Crime and No Punishment

Everyone deserves a second chance. One might even argue you get three strikes, but in any case after that, they must pay the price.

JusticeIn the last few months, two officers were killed and two officers wounded in three separate shooting incidents. Where, you might ask? Southside of Chicago? A gang invested area of Los Angeles? Downtown Detroit? Baghdad?


On Cape Cod, the ordinarily tranquil summer vacation mecca and one of the most beautiful parts of the Eastern Seaboard.

It’s happening here for two very troubling reasons. First, the incestuous nature of the court system. Spend time in the courts around the Commonwealth, mainly the smaller venues, and you’ll see it in action.

If you pay attention.

Certain defense attorneys, generally the old hands or their associates with years of appearances before the courts, are treated differently, and their clients benefit by the largess of this deferential treatment. Their ability to wrangle minimal sanction from prosecutors, with the silent acquiescence of the courts and despite the extensive criminal record of the defendant, defies logic and diminishes the effectiveness of criminal sentences.

It’s an enlightened version of the “old boy” network without gender discrimination.

The second factor is the secrecy around criminal records in Massachusetts. Out of some misguided sense of fairness to those who’ve committed a crime, access to criminal records in the state is almost non-existent.
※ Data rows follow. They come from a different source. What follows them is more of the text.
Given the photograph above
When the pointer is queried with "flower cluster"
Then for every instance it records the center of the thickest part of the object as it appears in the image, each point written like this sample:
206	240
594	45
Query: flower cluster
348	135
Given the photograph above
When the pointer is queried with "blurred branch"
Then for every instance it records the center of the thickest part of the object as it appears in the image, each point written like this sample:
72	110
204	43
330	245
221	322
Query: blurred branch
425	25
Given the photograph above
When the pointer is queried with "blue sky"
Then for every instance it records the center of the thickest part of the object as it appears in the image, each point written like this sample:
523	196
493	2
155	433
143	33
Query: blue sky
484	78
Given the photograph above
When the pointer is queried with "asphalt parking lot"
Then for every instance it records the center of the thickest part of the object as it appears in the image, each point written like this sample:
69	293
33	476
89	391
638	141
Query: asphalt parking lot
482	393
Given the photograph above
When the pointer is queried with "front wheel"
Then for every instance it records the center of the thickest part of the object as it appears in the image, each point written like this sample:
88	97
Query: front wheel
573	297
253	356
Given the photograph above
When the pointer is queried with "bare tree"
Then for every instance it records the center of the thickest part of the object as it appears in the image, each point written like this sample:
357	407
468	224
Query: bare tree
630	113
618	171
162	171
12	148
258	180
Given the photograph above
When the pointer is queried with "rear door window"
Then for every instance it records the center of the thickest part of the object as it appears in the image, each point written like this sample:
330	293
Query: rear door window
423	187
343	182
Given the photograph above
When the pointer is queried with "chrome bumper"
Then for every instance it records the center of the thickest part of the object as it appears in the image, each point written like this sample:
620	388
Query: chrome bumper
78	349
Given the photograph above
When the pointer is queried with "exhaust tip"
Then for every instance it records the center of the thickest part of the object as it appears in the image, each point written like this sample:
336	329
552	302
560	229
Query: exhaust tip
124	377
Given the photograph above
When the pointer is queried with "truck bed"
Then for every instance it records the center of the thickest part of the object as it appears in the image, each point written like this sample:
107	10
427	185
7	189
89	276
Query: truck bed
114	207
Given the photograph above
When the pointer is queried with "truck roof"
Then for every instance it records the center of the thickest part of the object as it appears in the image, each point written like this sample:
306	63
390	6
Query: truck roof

Even investigators face Draconian rules to access records of suspects under investigation. It is these two factors, lawyers with an inordinate amount of influence within the court and the secrecy of criminal records, that put dangerous repeat offenders back on the street under the guise of fair pursuit of justice.

Everyone deserves a second chance, after that they must feel the full weight of responsibility for their actions. Access to criminal records is as much a matter of the public’s need to know as is any other governmental function.

Courts cannot work in secret. That is exactly the situation in Massachusetts. Judges need to act as a balance between a vengeful public and the rights of the accused. Once a defendant signs a plea, that second chance philosophy takes over. Fail any part of probation, commit another crime, violate any order, and the opportunity for leniency should be surrendered.

In many ways, it does not work that way.

This, however, is only part of the solution. The reality is resources to deal with repeat offenders, especially those who commit minor offenses, is limited. Often the state faces a Hobbs choice of where to put people who deserve to go to prison but there is limited space to put them.

To be effective the criminal justice systems needs adequate resources. But that doesn’t just mean more cops, judges, and prisons. It also means we must invest in a prison system that punishes in a manner consistent with the law and functions as an actual system of corrections.

Clearly, if you’ve ever seen the inside of most prisons in the US, that is not happening. We cannot expect a prison system that amounts to nothing more than a warehouse of troubled humans to return a better person back to society.

If we focus exclusively on punishment, at the expense of rehabilitation, we are perpetuating the very problem we want to solve.

Every single criminal case disposed of in court should be a public record. If it takes a generation before people once again understand actions have consequences, then so be it. We’ve created this society of victimhood where everything is someone else’s fault. We must be the first to recognize the folly of that and accept our own responsibility for it.

The situation in Massachusetts is not unique. It permeates the criminal justice system throughout the US. It shouldn’t take cops being wounded and killed by individuals who’ve been given not a second chance but what amounts to a get out of jail free card before we recognize the problem and fix it.

Our criminal justice system need reflect the realities of the human condition in life. Our Constitution guarantees the rights to Life, Liberty, and the Pursuit of Happiness. Pursuit is not a promise of success, just a fair opportunity to achieve it. Continuously breaking laws is not one of those opportunities.

“There is no going back in life. There is no return. No second chance.”